(Re)writing the other/self : autoethnography in the transcultural arena of representation
Abstract
Abstract:
In Imperial Eyes Mary Louise Pratt (1992: 7, emphasis original) defines autoethnography
as "instances in which colonized subjects undertake to represent themselves in ways that
engage with the colonizer's own terms ... in response to or in dialogue with . .
.
metropolitan representations." Although Pratt's conceptualization of autoethnography has
much to offer post-colonial studies, it has received little attention in the field. In this
thesis, I interrogate Pratt's notion of autoethnography as a theoretical tool for
understanding the self-representations of subordinate peoples within transcultural terrains
of signification. I argue that autoethnography is a concept that allows us to move beyond
some theoretical dualisms, and to recognize the (necessary) coexistence of subordinate
peoples' simultaneous accommodation of and resistance to dominant representations of
themselves. I suggest that even when autoethnographic expressions seem to rely on or to
reproduce dominant knowledges, their very existence as speech acts implicitly resists
dominant discourses which objectify members of oppressed populations and re-create
them as Native Informants.

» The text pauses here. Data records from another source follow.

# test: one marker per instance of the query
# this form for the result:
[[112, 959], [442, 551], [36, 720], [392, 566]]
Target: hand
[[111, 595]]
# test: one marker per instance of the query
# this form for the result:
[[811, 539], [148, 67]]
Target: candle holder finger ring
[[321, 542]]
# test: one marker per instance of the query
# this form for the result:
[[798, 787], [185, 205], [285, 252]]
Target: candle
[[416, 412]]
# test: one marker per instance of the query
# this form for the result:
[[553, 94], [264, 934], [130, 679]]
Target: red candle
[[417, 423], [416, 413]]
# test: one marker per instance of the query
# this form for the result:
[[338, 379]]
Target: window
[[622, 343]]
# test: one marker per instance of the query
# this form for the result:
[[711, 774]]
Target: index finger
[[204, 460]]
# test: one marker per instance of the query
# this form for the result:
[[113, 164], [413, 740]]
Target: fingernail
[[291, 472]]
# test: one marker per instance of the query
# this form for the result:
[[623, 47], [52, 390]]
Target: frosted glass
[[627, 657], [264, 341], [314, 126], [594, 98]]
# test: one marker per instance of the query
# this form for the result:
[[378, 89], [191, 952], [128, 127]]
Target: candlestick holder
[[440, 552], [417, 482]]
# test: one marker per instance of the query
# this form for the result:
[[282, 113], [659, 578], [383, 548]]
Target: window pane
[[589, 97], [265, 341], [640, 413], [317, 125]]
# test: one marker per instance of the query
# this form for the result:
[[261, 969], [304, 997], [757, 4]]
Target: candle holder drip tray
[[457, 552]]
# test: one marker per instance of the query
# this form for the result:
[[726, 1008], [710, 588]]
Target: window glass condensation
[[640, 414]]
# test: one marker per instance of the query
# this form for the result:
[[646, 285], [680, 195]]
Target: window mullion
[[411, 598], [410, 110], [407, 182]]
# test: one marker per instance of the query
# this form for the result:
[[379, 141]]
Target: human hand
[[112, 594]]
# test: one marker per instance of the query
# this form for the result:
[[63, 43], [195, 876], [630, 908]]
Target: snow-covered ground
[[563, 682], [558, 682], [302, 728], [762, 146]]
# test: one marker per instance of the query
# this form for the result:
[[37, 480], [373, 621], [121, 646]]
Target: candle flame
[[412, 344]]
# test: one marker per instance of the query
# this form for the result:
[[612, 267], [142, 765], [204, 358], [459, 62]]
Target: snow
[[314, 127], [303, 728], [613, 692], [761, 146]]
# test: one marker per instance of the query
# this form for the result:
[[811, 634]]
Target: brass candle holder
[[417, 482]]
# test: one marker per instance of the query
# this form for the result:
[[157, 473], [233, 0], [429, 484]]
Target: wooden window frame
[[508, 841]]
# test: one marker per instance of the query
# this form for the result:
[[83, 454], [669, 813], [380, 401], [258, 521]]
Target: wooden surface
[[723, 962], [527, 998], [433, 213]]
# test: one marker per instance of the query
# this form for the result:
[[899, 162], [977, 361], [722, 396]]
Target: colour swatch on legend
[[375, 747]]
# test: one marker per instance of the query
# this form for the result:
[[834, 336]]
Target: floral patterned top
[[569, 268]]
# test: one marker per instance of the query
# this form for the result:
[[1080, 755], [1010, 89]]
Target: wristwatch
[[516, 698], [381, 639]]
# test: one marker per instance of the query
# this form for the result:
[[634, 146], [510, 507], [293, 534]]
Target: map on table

I use Pratt's concept to analyze two books by Islamic feminist
sociologist Fatima Memissi. Memissi's Dreams ofTrespass and Scheherazade Goes
West illustrate the simultaneity of accommodation and disruption evident in
autoethnographic communication. Across the two books, Memissi shows herself
renegotiating the discourses which discipline her (and her speech). She switches back and
forth between the positions of reader and author, demonstrates the reciprocity of the
disciplinary gaze (she looks back at her dominants, reading their own reading of her
representation of her social group), and provides a model of autoethnographic dialogue.